Carol made her excuses and left the house. She didn’t like him, didn’t like the way he looked at Lucy. Men took little notice of fat, shapeless women, but fat women noticed everything. As did Dee, who ate like a horse and managed to look like someone in the final stages of some eating disorder. No men looked at her, either. Carol and Dee were just essential items of furniture, but they missed nothing.
She found Lucy in the kitchen. Her friend, Glenys, was outside in the back garden. ‘I don’t like him,’ Carol announced. ‘He’s slimy, sly, and full of himself.’
‘Who is?’
‘That pie-can of a doctor next door. He looks at you, Lucy, as if he wants to rip your clothes off your back.’
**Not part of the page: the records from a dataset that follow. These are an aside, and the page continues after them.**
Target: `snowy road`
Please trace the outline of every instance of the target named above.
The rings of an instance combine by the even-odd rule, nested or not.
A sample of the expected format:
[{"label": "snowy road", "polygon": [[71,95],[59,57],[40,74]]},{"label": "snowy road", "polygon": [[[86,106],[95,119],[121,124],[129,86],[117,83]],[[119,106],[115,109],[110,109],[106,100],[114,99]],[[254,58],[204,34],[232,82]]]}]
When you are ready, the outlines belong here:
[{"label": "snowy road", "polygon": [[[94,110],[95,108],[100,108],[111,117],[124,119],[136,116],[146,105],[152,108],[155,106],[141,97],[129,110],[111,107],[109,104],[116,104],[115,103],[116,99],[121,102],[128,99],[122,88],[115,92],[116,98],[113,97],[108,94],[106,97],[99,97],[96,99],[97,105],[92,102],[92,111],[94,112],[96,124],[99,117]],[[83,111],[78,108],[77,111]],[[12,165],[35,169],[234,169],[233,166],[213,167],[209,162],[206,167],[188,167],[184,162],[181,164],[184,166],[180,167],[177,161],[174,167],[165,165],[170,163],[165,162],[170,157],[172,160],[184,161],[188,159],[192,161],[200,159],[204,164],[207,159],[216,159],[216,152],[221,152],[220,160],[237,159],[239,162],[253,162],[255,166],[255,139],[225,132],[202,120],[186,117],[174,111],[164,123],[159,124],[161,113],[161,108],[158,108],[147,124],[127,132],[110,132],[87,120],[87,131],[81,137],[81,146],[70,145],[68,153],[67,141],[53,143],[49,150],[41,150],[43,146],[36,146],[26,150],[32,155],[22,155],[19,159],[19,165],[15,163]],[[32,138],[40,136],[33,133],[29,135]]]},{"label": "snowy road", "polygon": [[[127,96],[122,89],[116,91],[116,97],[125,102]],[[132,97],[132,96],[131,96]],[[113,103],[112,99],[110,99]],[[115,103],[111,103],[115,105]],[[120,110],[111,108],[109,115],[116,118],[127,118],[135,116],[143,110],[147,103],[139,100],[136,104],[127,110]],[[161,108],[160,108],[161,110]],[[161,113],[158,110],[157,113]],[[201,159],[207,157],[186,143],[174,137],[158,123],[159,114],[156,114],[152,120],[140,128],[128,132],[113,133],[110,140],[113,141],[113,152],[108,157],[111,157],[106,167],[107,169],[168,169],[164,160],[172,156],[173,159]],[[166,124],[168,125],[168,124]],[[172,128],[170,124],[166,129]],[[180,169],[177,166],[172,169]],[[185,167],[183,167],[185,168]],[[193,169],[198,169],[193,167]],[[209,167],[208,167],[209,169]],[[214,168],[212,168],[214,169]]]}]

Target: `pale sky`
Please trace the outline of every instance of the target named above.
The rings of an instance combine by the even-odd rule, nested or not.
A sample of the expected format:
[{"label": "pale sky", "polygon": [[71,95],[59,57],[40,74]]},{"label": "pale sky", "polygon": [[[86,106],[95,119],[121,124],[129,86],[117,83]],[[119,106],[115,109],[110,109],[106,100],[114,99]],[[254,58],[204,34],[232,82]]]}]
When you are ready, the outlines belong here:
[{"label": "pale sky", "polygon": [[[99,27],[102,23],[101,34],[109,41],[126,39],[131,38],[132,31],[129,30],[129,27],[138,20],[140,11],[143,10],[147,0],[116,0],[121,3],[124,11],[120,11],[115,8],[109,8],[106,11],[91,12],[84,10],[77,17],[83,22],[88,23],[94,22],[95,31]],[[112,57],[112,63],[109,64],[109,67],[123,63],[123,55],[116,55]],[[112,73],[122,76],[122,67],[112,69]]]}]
‘He’s just sex-starved, Carol.’
‘I don’t think so. There’s been a well-known knicker-dropper hanging round. What are you laughing at? Have you never heard of a knicker-dropper?’
‘I have now.’
‘Well, if he can’t have you, he’ll take what he can get. And what he can get from Litherland Lexi is a damned sight more than he might have bargained for. She’s trouble. She’s had a row with just about everybody apart from next door’s goldfish – she could start a war in an empty room. And she’s hanging about like a bad smell on a hot day.’
Glenys came in. Carol summed her up as yet another dumpy little female who could pass through life without being noticed. A lawyer was a good thing for Glenys to be, because she could study people without fear of interruption. The invisibles were the ones who came nearest the truth, since few bothered to address them, yet it was the unaddressed who saw through all the talking, all the excuses. ‘Hiya,’ said Carol. ‘I’m the housekeeper, and I’ll be making breakfasts for guests when Lucy’s having a break. I’ll live here while she’s away.’